The other critical element immediately following training or racing is hydration. You should be hydrating well during training and competition of course everyone knows that, but you often need more fluid than you might realise and you must certainly make sure you fully hydrate during the early stage of recovery.

Amongst other things to think about during the early hours of recovery is to try and put your legs up and rest them for a few hours. And certainly don’t go and do activities like digging up the garden, or moving heavy objects around, or even shopping. Walking around for lengthy periods can have a very debilitating effect on tired cyclist’s legs, and it just delays the recovery process.
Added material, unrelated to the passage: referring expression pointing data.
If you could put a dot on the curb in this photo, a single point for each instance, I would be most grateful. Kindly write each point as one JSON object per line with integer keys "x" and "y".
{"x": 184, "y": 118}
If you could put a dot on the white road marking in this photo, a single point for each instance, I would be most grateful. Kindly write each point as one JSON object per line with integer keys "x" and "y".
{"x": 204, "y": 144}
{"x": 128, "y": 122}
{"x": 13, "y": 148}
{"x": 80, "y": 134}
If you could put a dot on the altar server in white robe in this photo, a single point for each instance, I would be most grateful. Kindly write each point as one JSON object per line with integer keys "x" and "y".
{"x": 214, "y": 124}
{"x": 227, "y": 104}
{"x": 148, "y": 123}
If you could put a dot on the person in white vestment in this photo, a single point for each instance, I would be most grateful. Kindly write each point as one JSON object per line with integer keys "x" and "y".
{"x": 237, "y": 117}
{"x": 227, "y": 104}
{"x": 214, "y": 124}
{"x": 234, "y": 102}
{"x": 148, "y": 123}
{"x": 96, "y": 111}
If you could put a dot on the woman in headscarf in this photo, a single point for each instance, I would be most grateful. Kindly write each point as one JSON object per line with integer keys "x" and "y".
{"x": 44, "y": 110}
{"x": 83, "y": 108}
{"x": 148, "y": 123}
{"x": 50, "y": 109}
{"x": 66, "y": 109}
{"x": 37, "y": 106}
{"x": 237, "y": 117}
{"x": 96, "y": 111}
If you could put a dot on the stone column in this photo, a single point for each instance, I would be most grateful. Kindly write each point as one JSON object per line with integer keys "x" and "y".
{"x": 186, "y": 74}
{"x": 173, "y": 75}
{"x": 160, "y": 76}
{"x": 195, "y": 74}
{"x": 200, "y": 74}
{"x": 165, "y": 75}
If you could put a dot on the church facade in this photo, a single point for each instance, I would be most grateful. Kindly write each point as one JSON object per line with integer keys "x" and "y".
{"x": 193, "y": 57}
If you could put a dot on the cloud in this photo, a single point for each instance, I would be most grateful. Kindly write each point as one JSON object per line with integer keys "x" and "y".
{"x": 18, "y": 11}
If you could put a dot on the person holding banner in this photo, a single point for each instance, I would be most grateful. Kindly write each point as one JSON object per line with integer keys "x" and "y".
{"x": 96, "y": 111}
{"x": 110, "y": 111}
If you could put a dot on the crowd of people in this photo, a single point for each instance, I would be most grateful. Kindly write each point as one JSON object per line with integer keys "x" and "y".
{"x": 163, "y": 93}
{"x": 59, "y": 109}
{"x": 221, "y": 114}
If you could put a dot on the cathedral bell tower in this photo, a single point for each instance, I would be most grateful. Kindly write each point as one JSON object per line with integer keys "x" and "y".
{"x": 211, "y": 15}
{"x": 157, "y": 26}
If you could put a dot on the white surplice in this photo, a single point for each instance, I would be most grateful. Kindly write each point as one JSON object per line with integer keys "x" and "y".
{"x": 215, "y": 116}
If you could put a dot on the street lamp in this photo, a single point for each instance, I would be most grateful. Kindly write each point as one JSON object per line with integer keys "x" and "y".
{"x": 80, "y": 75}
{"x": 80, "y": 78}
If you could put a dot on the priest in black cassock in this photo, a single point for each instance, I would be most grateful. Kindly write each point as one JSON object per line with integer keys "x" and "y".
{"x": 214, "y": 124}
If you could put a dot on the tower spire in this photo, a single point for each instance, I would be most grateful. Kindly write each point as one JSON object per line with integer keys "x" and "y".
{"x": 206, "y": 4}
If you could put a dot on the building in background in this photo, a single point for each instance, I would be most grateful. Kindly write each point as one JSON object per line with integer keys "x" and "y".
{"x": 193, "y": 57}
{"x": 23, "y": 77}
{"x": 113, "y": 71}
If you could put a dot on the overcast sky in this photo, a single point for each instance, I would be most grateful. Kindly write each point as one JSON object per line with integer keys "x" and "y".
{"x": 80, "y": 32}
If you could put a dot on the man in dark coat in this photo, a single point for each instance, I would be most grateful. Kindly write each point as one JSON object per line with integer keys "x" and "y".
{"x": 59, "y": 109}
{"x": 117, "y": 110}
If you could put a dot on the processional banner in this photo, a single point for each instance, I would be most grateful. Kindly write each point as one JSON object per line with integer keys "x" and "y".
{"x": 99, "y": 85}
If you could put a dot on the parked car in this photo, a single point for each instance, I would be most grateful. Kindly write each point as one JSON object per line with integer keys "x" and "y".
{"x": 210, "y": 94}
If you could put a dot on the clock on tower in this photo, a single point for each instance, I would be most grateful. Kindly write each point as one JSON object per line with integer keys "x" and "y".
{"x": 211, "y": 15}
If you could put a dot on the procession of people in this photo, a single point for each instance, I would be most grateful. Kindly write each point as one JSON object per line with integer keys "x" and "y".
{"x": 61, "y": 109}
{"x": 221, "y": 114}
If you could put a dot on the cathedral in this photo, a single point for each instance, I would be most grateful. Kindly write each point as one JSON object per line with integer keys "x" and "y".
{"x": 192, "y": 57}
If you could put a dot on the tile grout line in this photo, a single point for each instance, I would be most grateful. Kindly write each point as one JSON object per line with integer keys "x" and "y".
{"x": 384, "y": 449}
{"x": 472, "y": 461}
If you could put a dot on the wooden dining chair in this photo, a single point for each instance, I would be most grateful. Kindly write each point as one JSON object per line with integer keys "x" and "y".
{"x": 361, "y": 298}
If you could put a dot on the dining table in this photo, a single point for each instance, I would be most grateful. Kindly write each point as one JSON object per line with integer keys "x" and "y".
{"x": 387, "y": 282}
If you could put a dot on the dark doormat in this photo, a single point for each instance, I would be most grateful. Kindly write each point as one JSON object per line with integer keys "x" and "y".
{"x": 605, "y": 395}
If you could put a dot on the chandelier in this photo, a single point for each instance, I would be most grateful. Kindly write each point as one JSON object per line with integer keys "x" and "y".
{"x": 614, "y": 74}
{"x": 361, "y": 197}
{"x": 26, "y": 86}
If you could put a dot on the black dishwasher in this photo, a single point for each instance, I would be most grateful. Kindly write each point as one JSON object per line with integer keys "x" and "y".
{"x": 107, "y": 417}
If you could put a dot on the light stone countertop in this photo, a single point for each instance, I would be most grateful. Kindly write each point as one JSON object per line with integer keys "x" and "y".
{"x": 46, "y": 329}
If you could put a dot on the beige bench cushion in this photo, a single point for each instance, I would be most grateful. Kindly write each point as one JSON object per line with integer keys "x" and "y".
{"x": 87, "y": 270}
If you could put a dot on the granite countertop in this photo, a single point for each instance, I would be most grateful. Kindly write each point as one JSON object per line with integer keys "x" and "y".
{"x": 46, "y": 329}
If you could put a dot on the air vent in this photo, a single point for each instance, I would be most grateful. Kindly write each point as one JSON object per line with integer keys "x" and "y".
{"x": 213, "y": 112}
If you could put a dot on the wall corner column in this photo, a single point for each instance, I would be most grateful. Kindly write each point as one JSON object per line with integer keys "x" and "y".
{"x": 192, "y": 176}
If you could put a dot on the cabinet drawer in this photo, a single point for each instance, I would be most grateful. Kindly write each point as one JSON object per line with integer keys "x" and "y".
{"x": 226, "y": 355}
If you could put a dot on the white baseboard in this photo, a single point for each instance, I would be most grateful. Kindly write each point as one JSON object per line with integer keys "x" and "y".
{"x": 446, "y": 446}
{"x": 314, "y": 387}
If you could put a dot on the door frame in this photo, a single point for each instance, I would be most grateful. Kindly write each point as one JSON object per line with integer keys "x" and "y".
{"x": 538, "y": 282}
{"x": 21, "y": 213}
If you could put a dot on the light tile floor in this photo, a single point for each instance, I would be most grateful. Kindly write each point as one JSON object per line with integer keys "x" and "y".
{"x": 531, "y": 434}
Recovery massage is very helpful in restoring some life back into very tired muscles. This can be self massage, or you can find a good physiotherapist who really understands what they are doing. And if you are very brave you might consider alternating hot and cold whilst you are in the shower. This hydrotherapy approach is thought to greatly reduce inflammation in muscles that have been worked very hard. I first came across cold hydrotherapy methods at the 2004 Olympic training camp in Cyprus when I found myself talking to Kelly Holmes as she stood waist deep in a wheely bin full of ice water ! It must have done something as three weeks later she won two gold medals at the Athens Olympics.

As already mentioned easy recovery rides on recovery days will certainly help as well. But the key word is easy. The last factor I will mention is good quality sleep. Try to get to bed early-ish and get a good solid eight hours plus as it’s during sleep when so many of the repair processes become very active.


I hope this article has provided some deeper insights into the recovery process after training and of course the same thinking goes for competition. Being much more aware of the need to factor in sufficient recovery time to training programmes is critical to the whole process of becoming fitter and stronger on the bike. And reaching the super-compensation point after most if not all you training sessions is also critical to become a fitter bike rider. Here’s a small equation that sums it up:

Smart Training + Quality Recovery + Supercompensation = Improved Fitness

1. The Science of Winning. Jan, Olbrecht
2. Recovery Training, Angela Calder. Australian Institute of Sport.